L’alimentation ultra-transformée augmente le risque de cancer, de diabète et de maladies cardiovasculaires

L’alimentation ultra-transformée augmente le risque de cancer, de diabète et de maladies cardiovasculaires, selon des études scientifiques.
La consommation d’aliments contenant certains colorants et conservateurs augmente le risque de cancer, de diabète, de maladies cardiovasculaires et d’hypertension, montrent trois études publiées ce jeudi.
La consommation de colorants alimentaires, un risque accru de diabète de type 2 et de cancer
Les travaux menés par Sanam Shah et Anaïs Hasenbِhler et supervisés par l’épidémiologiste Mathilde Touvier, directrice de recherche à l’Inserm, ont étudié la consommation de certains additifs, des colorants alimentaires (E100 à E199) et des conservateurs et antioxydants (E200 à E299 et E300 à E399), au sein d’une importante cohorte française (NutriNet-Santé) comptant plus de 100.000 personnes. Ces études – publiées dans les revues Diabetes Care, European Journal of Epidemiology et European Heart Journal – visent à « éclairer les politiques publiques », précise un communiqué de l’Inserm (Institut national de la santé et de la recherche médicale).

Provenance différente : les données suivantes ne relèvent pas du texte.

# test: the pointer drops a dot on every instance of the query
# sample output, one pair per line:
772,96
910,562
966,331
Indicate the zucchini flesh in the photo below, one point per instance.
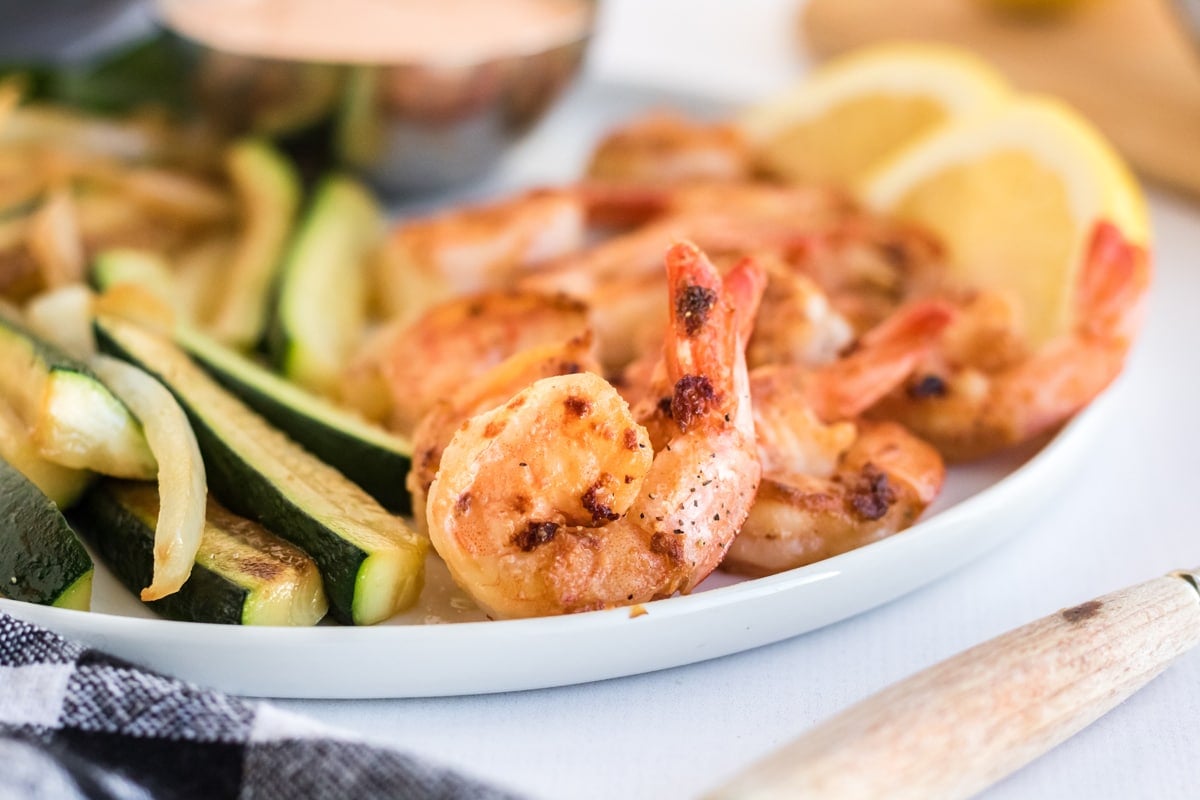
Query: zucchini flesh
321,307
363,452
76,420
244,575
371,561
41,558
269,190
59,483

Il en ressort pour la première fois, des associations entre la consommation de colorants alimentaires et un risque accru de diabète de type 2 et de cancer, ainsi qu’entre la consommation de conservateurs et le risque d’hypertension et de maladies cardiovasculaires. Ainsi, les plus forts consommateurs de colorants alimentaires ont, comparé aux personnes plus faiblement exposées, un risque supérieur de développer un diabète de type 2 (+38%), un cancer (+14%) et un cancer du sein (+21% et même +32% post-ménopause).
L’interdiction des nitrites exigée
De leur côté, les plus forts consommateurs de conservateurs – sorbate de potassium E202 et acide citrique E330 en particulier- ont un risque d’hypertension global accru de 24% comparé à ceux plus faiblement exposés et un risque de maladies cardiovasculaires supérieur de 16%. Si ces études ne prouvent pas à elles seules un lien de cause à effet, elles s’ajoutent à un large corpus attestant de la nocivité pour la santé, des aliments ultra-transformés, rappelle Mathilde Touvier. Au niveau mondial, « sur 104 études qui regardent les liens entre les aliments ultra-transformés et la santé, 93 montrent ces effets délétères de manière très cohérente », dit-elle. « Le faisceau d’arguments est assez fort pour dire qu’il faut agir au plan de la santé publique », ajoute-t-elle.
Ces nouveaux travaux renforcent la nécessité de limiter l’exposition de la population aux additifs alimentaires non essentiels et de privilégier les aliments pas ou peu transformés, comme le recommande le Programme national Nutrition santé, estiment leurs auteurs. Ils « doivent provoquer un électrochoc politique », déclare l’ONG Foodwatch, rappelant exiger « depuis des années » l’interdiction des nitrites, au lien « clairement démontré » avec le cancer colorectal et de l’aspartame, cancérogène probable. En janvier, deux études de la même équipe avaient montré une association entre la consommation de conservateurs et une fréquence augmentée de cancers et de diabète de type 2.